Nine albums and millions of record sales later, it's unrealistic to ask that they stay the same angry young men. Still, there's something particularly frustrating about the way they've settled into a well-worn groove - complete with their trademark clicking basslines and stop-start riffs - ever since their third album, 1998's Follow the Leader, put a gloss on their sound and sent it supernova.

Until now, that is. Tenth studio album The Path of Totality is a bold attempt at a new direction - sonically, at least. In collaboration with the vanguard of popular dubstep - most notably Skrillex and Noisia - they've taken their now immediately recognisable sound and put a dizzying spin on it.

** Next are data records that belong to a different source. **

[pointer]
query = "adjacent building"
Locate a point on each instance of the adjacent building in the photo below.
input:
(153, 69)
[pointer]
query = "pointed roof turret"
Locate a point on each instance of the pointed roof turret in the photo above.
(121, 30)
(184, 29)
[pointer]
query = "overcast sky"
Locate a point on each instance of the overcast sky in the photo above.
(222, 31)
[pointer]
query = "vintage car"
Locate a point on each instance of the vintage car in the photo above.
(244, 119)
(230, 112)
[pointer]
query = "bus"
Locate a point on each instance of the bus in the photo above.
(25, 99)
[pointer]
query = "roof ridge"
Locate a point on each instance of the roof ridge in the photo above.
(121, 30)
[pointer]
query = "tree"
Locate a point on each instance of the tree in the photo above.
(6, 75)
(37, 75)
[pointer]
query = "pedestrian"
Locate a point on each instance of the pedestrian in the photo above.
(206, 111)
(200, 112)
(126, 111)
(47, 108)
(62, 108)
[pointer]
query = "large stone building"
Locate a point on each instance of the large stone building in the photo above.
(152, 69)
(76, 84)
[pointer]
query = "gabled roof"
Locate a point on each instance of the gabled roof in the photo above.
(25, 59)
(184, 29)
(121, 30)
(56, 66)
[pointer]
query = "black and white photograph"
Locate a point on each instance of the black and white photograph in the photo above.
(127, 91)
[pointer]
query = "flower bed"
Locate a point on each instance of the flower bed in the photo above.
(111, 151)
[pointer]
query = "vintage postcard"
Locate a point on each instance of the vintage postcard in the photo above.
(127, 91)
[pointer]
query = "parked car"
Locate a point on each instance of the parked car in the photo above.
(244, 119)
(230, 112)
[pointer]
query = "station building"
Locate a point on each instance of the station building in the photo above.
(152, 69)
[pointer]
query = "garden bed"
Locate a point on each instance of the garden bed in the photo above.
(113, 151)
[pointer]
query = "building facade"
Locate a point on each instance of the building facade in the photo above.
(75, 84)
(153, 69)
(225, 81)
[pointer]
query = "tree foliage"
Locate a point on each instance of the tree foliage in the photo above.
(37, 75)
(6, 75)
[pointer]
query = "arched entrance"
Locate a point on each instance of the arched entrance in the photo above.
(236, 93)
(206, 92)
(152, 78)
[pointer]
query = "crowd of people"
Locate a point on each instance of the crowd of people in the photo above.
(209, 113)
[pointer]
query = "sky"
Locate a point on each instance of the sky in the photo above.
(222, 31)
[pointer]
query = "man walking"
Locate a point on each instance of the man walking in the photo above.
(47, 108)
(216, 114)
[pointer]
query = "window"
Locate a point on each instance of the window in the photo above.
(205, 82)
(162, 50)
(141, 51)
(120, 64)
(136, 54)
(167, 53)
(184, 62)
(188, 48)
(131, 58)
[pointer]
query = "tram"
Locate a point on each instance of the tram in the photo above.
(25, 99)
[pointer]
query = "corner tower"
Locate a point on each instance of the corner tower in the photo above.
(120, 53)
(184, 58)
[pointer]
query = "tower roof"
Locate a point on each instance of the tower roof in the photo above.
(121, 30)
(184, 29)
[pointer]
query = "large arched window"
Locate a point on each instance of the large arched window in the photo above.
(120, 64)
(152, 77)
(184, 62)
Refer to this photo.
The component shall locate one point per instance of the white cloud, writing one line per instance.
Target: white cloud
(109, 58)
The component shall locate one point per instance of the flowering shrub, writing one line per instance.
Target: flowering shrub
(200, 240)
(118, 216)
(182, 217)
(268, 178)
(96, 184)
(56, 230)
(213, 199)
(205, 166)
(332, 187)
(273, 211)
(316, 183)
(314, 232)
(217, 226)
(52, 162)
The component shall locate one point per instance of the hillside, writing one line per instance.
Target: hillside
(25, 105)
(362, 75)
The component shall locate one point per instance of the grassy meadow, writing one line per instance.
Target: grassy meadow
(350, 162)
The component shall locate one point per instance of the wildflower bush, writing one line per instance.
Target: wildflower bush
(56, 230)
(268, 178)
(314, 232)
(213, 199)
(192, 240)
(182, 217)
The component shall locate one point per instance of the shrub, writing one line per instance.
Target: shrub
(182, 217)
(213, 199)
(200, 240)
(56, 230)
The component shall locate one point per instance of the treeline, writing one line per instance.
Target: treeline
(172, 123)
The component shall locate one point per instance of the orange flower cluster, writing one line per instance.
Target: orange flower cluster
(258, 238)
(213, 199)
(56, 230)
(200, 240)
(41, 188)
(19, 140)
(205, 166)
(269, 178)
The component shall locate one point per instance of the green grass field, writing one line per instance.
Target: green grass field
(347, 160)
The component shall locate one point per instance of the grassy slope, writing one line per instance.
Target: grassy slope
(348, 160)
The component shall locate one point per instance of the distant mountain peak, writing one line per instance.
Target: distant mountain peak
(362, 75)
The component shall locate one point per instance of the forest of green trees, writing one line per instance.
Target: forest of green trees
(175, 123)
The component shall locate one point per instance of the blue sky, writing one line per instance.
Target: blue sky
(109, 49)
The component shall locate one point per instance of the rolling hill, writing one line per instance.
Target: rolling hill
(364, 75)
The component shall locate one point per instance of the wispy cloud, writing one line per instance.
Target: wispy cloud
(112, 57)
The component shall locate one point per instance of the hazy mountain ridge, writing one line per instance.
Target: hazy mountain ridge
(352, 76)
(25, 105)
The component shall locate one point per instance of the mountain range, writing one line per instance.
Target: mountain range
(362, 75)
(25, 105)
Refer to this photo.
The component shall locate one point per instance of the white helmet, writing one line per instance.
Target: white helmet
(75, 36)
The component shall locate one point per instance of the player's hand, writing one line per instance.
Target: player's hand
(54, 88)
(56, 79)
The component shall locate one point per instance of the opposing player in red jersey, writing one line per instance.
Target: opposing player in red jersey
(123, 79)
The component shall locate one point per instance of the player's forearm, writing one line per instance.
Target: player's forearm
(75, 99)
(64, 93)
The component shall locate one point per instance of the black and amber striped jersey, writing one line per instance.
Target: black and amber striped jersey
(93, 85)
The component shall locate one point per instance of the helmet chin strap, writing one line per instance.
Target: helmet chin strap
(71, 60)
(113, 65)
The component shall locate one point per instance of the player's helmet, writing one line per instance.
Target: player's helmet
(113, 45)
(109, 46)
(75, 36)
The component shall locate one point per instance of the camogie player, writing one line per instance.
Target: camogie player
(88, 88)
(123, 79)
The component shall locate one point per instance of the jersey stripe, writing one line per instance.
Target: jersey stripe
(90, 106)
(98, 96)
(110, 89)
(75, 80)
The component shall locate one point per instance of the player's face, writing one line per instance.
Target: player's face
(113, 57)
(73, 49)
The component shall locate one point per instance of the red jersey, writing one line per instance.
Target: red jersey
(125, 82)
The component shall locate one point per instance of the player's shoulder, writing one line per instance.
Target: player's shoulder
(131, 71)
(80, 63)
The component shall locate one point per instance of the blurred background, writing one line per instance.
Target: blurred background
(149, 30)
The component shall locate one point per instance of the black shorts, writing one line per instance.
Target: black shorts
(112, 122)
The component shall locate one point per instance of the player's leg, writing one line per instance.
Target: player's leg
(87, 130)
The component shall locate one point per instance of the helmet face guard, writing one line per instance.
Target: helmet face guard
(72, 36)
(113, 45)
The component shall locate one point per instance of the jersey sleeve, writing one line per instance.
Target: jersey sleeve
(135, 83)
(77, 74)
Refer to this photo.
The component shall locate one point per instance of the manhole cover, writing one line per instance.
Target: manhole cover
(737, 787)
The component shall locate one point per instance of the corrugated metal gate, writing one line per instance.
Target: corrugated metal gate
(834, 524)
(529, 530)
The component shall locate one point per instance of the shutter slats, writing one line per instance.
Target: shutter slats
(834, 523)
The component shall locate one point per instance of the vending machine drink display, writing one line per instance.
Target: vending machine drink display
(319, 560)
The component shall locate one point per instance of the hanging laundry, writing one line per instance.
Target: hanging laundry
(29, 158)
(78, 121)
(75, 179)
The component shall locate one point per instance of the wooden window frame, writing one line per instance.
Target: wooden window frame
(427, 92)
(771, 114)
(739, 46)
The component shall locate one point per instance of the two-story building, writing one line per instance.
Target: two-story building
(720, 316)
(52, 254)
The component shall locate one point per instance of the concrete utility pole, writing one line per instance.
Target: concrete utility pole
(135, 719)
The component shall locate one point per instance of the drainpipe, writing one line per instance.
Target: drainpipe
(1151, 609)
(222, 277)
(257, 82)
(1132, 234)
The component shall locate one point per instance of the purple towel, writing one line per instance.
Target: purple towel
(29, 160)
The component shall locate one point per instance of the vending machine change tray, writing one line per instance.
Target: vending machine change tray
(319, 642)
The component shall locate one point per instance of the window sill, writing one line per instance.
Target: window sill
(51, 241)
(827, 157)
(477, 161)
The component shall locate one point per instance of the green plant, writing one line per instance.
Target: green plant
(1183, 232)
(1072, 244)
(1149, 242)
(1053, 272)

They get full marks for effort but, unfortunately, not for the end results. It's a credit to all parties involved that this doesn't simply sound like a remix album, but once the novelty of the squelching, space-aged din they've birthed fades, what's apparent is how little Korn have to say for themselves these days. Lead single Get Up! is an empty-headed party starter, while its follow-up, Narcissistic Cannibal, sounds jumbled, bloated and directionless. It doesn't help that Jonathan Davis' vocals are frequently swamped by what surrounds them, but even when he's not clear it's more than apparent that the fire that lit up early, nerve-twisting invectives against bullying (Clown) and homophobia (Faget) and big hits such as Freak on a Leash just isn't burning here.

Still, there are a couple of edifying shocks the system. Burn the Obedient is a rare occasion on which they harness their new powers to sound truly intimidating, and closing track Bleeding Out's use of piano, bagpipes and a coherent narrative makes it an ear-catching final call. Too much of the rest lacks the same impact, with the main consolation being that Korn have rediscovered their pioneering spirit.